The story goes that around 1801-1812 The 7th Earl of Elgin (Thomas Bruce) finds the beautifully sculptured pillars and sends them by sea back to Britton. He claims it is an effort to preserve them; to protect them from vandals and the destructive effects of the elements. They would be taken from Greece over concern for preservation. In later years, this becomes the center of controversy. The Greeks construct a proper world-class museum to house the treasures, but the Elgin Marbles will not be returned. It is a bitter pill to swallow by prideful Greeks. Eventually, the pillars are given to the British government. The British government, in turn, places them in the British Museum. To this day, these pillars are a sore point between the two countries. The exceptional museum is located within eyeshot of the Parthenon. It is dedicated to the preservation of the entire Acropolis. You will find a copy of the pillars (below) while the originals reside at the British Museum. (To be part of another “Journaling” post at another time.)
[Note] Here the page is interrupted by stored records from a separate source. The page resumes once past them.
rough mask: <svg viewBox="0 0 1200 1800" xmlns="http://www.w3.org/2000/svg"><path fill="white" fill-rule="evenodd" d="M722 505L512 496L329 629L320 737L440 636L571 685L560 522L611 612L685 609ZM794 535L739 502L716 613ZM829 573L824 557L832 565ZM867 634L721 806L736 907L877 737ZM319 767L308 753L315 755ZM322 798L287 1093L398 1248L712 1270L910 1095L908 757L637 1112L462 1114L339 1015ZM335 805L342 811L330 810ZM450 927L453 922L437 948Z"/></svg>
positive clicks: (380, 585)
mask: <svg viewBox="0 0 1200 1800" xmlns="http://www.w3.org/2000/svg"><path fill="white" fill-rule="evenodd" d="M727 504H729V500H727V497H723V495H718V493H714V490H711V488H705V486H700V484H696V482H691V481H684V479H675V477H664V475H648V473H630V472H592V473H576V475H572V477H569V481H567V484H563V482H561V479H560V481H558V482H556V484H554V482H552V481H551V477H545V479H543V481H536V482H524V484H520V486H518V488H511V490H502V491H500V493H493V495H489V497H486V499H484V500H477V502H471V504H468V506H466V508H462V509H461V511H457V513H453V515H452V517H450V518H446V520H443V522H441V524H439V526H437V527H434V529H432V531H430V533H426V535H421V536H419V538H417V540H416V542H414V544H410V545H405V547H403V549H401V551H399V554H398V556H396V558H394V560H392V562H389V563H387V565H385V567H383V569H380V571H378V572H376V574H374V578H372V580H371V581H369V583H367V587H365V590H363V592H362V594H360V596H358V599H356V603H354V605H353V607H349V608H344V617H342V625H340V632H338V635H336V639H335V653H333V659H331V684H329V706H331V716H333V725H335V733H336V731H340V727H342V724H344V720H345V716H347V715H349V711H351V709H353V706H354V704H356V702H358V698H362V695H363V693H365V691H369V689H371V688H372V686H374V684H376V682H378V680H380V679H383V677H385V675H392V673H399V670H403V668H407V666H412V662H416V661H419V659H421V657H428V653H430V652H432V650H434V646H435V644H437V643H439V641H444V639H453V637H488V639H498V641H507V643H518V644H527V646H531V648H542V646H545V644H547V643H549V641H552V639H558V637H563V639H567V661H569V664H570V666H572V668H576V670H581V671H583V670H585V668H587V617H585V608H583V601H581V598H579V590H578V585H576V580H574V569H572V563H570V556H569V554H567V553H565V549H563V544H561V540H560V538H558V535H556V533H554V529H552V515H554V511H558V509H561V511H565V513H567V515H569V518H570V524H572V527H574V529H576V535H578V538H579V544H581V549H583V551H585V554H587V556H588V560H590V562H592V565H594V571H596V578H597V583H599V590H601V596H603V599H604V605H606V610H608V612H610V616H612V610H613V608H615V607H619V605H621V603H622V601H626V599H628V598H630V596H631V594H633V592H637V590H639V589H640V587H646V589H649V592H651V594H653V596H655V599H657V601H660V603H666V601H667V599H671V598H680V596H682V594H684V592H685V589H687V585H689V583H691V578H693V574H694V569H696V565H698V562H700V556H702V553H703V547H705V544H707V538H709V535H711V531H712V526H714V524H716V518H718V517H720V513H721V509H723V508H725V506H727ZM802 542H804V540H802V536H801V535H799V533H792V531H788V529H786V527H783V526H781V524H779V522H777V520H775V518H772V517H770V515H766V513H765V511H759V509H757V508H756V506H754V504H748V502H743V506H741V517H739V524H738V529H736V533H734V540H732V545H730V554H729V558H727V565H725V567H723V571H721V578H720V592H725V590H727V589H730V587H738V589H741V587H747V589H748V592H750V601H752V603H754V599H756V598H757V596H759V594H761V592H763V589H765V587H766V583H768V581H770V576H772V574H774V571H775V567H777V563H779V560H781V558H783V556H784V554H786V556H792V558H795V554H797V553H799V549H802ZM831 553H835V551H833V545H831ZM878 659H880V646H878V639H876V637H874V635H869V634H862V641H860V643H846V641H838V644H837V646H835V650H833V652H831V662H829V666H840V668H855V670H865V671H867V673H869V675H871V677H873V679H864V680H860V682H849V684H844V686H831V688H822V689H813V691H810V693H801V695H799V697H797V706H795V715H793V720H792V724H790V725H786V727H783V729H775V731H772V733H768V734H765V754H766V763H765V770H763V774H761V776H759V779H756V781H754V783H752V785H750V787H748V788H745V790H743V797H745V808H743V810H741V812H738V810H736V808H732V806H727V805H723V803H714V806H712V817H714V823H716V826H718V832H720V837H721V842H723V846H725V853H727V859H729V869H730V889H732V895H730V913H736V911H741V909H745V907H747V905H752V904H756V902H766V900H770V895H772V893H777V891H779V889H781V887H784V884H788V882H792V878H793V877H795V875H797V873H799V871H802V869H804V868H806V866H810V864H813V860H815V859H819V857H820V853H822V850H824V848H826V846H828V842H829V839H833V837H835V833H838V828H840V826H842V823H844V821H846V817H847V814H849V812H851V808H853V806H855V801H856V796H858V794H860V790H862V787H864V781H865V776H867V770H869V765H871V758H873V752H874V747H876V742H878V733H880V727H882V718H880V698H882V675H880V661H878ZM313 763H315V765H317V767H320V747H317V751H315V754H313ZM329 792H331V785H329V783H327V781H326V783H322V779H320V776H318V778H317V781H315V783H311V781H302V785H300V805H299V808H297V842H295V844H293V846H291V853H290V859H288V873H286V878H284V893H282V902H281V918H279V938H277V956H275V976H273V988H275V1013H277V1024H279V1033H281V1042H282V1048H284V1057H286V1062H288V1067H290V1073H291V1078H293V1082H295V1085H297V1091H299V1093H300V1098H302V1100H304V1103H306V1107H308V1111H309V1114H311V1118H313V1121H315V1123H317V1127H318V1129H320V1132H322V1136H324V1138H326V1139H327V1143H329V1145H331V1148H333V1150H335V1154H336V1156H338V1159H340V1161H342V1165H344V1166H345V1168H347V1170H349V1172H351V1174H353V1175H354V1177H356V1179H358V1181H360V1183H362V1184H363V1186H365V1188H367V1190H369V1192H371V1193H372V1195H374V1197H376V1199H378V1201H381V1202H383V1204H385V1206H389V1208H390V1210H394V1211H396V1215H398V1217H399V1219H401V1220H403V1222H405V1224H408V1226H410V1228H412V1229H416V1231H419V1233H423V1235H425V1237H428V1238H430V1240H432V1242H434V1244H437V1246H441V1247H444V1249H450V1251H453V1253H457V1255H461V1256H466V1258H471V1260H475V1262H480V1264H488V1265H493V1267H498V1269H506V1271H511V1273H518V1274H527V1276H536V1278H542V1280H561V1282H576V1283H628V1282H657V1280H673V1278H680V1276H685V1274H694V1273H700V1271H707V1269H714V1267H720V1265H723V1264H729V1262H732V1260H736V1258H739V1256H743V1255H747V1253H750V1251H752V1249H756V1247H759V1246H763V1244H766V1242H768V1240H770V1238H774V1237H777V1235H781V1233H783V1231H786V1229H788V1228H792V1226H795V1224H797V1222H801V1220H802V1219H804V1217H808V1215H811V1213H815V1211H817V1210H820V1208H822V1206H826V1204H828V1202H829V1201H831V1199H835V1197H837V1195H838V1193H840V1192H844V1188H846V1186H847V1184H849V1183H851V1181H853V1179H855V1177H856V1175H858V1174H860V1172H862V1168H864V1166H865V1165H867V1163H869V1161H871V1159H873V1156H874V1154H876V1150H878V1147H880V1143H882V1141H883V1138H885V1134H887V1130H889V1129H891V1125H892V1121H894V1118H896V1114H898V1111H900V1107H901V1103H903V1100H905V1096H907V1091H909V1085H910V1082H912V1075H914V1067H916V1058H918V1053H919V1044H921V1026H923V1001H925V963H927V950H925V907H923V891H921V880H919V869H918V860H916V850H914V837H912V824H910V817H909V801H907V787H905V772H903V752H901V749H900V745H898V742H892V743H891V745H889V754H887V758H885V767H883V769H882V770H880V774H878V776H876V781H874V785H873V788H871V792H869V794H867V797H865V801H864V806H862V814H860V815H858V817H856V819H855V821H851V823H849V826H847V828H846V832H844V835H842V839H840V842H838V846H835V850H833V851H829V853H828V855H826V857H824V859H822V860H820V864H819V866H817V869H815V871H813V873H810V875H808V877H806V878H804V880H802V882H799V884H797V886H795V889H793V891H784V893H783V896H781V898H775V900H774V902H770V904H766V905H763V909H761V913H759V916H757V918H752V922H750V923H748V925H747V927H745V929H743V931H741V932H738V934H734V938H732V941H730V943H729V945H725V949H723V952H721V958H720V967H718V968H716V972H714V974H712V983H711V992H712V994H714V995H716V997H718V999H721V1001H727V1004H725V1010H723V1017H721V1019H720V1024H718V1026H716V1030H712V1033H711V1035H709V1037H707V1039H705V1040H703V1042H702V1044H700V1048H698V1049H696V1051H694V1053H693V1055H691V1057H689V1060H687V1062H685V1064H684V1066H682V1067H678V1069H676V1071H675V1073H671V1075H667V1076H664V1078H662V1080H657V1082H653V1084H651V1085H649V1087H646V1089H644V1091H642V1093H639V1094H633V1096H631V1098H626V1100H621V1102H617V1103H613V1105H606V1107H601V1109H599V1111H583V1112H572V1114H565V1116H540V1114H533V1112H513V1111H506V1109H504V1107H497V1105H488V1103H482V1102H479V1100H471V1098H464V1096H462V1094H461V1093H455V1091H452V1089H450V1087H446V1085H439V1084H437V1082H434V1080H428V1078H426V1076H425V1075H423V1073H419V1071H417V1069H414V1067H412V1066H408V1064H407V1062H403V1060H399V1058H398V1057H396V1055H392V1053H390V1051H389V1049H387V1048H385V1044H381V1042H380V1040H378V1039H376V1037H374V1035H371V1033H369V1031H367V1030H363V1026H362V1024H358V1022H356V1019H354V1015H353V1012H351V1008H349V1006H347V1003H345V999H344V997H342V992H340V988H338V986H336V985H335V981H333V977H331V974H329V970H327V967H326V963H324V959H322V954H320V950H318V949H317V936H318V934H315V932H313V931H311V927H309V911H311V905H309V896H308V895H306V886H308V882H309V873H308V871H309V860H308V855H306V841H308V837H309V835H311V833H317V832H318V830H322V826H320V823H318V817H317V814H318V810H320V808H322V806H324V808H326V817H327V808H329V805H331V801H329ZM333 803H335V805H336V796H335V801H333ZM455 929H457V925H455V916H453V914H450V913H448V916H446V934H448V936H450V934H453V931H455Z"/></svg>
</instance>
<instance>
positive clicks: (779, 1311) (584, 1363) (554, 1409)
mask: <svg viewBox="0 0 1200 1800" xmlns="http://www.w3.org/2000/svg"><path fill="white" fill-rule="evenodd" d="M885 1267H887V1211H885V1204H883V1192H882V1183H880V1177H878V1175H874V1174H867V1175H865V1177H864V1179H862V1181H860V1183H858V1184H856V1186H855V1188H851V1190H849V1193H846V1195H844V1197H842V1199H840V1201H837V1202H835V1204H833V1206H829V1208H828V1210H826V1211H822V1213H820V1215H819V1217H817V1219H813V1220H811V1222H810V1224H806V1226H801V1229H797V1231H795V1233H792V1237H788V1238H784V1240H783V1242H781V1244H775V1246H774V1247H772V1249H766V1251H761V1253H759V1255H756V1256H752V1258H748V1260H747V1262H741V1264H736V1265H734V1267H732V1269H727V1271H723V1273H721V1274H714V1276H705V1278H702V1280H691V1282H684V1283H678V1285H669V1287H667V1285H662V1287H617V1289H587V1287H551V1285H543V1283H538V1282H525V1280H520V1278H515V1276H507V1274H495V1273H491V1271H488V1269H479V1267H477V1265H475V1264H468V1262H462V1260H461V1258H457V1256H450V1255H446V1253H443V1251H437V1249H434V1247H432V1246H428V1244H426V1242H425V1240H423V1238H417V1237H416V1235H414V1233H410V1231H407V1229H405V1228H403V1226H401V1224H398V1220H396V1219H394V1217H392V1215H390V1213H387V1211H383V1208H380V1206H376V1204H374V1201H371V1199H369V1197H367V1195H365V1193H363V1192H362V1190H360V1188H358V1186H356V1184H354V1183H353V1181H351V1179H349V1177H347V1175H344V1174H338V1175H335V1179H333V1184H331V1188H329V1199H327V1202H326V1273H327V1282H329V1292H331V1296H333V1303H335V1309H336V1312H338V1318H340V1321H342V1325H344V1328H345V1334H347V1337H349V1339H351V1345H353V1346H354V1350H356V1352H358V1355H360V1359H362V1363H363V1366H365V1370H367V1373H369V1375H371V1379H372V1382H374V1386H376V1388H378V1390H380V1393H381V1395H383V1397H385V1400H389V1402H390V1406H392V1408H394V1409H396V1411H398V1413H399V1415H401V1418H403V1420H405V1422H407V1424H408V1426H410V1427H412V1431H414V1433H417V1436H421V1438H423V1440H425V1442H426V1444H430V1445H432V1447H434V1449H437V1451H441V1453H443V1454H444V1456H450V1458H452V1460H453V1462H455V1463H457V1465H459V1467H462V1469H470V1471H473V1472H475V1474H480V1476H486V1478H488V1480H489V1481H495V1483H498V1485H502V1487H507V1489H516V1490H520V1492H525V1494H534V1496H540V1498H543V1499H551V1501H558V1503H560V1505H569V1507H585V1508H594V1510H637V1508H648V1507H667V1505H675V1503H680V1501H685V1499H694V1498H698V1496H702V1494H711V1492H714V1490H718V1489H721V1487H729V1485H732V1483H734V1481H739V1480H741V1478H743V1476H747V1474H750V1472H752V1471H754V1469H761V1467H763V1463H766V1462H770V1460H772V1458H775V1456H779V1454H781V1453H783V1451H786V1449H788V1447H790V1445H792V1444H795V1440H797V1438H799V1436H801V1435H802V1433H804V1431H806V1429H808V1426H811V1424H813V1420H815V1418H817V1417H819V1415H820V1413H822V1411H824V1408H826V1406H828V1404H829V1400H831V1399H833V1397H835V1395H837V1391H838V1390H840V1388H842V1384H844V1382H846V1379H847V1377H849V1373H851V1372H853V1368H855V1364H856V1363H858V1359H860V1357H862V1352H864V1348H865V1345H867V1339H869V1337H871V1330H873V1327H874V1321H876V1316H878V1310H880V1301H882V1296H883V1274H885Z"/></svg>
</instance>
Interior Acropolis Museum B7W (photo G. Bessmer)
At some point we say “Anti Sas!” (goodbye) to George and we are left on our own to explore. We return to the Savoy via cab late in the evening. We will meet our driver George in the morning after breakfast for our return trip to Athens airport.
As we climb into bed relaxed and feeling nostalgic with all our many Greek experiences, I look at my phone one last time before sleep. There are a number of new messages. One from the US State Department and several from George. As I listen to messages, open emails and read texts, a very concerning story unfolds. Apparently, there’s another strike! This time it affects all taxi drivers. In sympathy, Air Traffic Controllers, Flight Attendants, and Pilots are also planning to stop work. This all goes into effect at 6:00 am! Our flight is at 6:30 am!
The US State Department suggests leaving for the airport ASAP and making changes to flights if possible. I called George (who was still up waiting for me to call him). “What do we do?”, I asked.
“I can’t be seen as a hired driver who crosses a picket line”, He said. “I tell you what, I’ll send my son with his family car to pick you up. Can you leave at 2 o’clock?”
“Yes!” I replied. “I’ll sort out the rest when we get to the airport. Maybe I’ll be calling you again!”
That night there was no time for sleep! We needed to be waiting in front of the hotel in just 2 and a half hours.
Soon, we are standing in front of the Air France ticket agent. She explains that our flight is designated “On Time” at 6:30 am. They will not cancel our flight. Further, our plane would be the last one of the day. Very much relieved we take our chairs and wait.
We board the Airbus 319 and take our seats. Every seat is filled as the stewardesses close the door and soon we are off and out of Athens’ airspace. Next Stop… Charles De Gaulle!